The first lines are generating the numpy 2D-array data_bytes with random bytes. Each row of this array contains the input bytes of a single simulation case. In practice, each of these rows corresponds to an array char * data that will be used by the function run_simu() in the simulation wrapper. In this example, 100 independant random cases are generated, and each row contains the bytes representing the \( 80 \)-bits seed, the \( 128 d \)-bits plaintext and key of a single case. Note that the practical amount of shares \( d \) is fetch from the value that has been passed to Verime during the building process by accessing to the GENERICS metadata of the package.

Next, we use the package to simulate all the input cases. To this end, the package function Simul() takes two input parameters: the cases input data (as a numpy array of bytes with a shape of (n_cases, len_data)) and the amount of probed states to allocate. More into the detail, the backend will allocate memory in order to store a given amount of times each annotated signal per case simulation. Each time the function save_state() is called, the value of the annoted signals are stored to the buffer. In our present example, the saving is done at every clock cycle, and a total of 106 saves is done for a single execution.

The results of the simulation for each cases are stored in the variable simulations_results. In particular, the simulated values for a given signal can be accessed directly using verime label corresponding to the signal. The simulation results are organised as a 3D bytes arrays of dimension (n_cases, am_probed_state, bytes_len_sig), with

  • n_cases: the amount of simulated cases.
  • am_probed_state: used for the memory allocation of the simulation. Correspond to the maximum amount of time save_state() can be called in the simulation wrapper. In particular, using the index i at the second dimension allows to recover the value of the i-th call to save_state() perfomed in the simulation wrapper.
  • bytes_len_sig: the amount of bytes required to encode the simulated signal.

It results that the variables sh_byte0_fromSB_clk7, sh_byte1_fromSB_clk8, sh_byte2_fromSB_clk9 and sh_byte3_fromSB_clk10 hold 4 out of the 16 targeted values (i.e., the values of the wires bytes_from_SB[0],bytes_from_SB[1],bytes_from_SB[2],bytes_from_SB[3] respectively for the clock indexes 7, 8, 9 and 10) when the input vectors stored in data_bytes are used at the input of the core.

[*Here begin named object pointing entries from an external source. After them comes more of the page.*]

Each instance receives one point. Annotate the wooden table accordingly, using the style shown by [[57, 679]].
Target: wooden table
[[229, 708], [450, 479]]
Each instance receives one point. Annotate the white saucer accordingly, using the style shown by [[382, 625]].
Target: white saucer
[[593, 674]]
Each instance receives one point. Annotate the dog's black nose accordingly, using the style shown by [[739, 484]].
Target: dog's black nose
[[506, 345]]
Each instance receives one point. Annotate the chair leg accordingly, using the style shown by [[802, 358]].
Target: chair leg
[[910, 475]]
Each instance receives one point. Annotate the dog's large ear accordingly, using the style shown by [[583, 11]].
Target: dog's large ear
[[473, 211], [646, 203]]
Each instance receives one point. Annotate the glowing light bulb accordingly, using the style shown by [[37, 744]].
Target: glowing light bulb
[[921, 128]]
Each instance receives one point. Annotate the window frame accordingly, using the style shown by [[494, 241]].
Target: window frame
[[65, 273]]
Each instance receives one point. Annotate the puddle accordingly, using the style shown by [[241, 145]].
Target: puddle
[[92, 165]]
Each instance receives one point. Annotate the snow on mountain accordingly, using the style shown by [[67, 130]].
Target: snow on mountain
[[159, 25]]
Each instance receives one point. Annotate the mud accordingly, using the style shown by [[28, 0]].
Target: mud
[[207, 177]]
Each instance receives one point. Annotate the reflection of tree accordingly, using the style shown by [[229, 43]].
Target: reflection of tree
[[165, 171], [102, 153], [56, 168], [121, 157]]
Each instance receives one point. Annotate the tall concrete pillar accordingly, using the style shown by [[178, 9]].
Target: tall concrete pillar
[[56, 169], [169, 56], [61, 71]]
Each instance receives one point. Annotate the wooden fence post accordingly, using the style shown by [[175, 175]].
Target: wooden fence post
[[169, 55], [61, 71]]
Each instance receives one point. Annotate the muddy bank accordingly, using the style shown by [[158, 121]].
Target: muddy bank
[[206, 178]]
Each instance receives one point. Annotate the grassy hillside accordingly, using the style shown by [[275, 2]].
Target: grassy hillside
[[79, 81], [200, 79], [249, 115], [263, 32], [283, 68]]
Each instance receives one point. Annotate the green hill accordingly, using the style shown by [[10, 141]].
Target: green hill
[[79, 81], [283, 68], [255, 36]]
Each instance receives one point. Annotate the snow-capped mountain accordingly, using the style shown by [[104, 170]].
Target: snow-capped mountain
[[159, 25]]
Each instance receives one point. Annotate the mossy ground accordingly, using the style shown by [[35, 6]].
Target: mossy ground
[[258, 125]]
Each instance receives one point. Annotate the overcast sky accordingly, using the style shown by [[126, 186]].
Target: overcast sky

Integration in the example submission package

To ease the readibility of the model/attack scripts provided, the file tap_config.py defines the TapSignal class. The latter allows to define a specific signal of interest and provides useful features to deal with the simulated values. In particular, each instance implements the simulation of the configured signal. Besides, when the target signal configured holds a shared data, the user can select to recover a specific sharing or the unmasked value hold by the wire. The following parameters must be provided to each TapSignal instance

Instance parameterTypeDescription
sig_namestrVerime label of the annotated signal
cycleintClock index of interest (considering that the values of the annotated signals are saved at each clock cycle).
share_indexobjShare index to tap. The user has the choice between
  • 'raw': The raw value of the bus.
  • None: The unmasked/recombined value of the bus.
  • \( i \leq d \): the share index \( i \). In that case, only the value of the \( i \)-th share will be recover by the simulation.
tap_bitslist of integers or rangeThe bits indexes of interest. The behaviour depends on the value of share_index
  • 'raw': the indexes represent bits indexes in the raw internal bus.
  • None: indexes represent bits indexes of the unshared value.
  • \( i \): indexes represent bits indexes of the configured share.
am_sharesintAmount of shares used the encode the shared value.

In the demo submission, a TapSignal instance is generated for each shares of each bytes of the state after the first SubByte layer (as done per the function generate_TC_from_SB() in tap_config.py). The tap signal are then used in the profilling phase in order to recover the traces label when building the templates. As a final remark, the TapConfig us just a wrapper designed in order to ease the management of multiple TapSignal instances.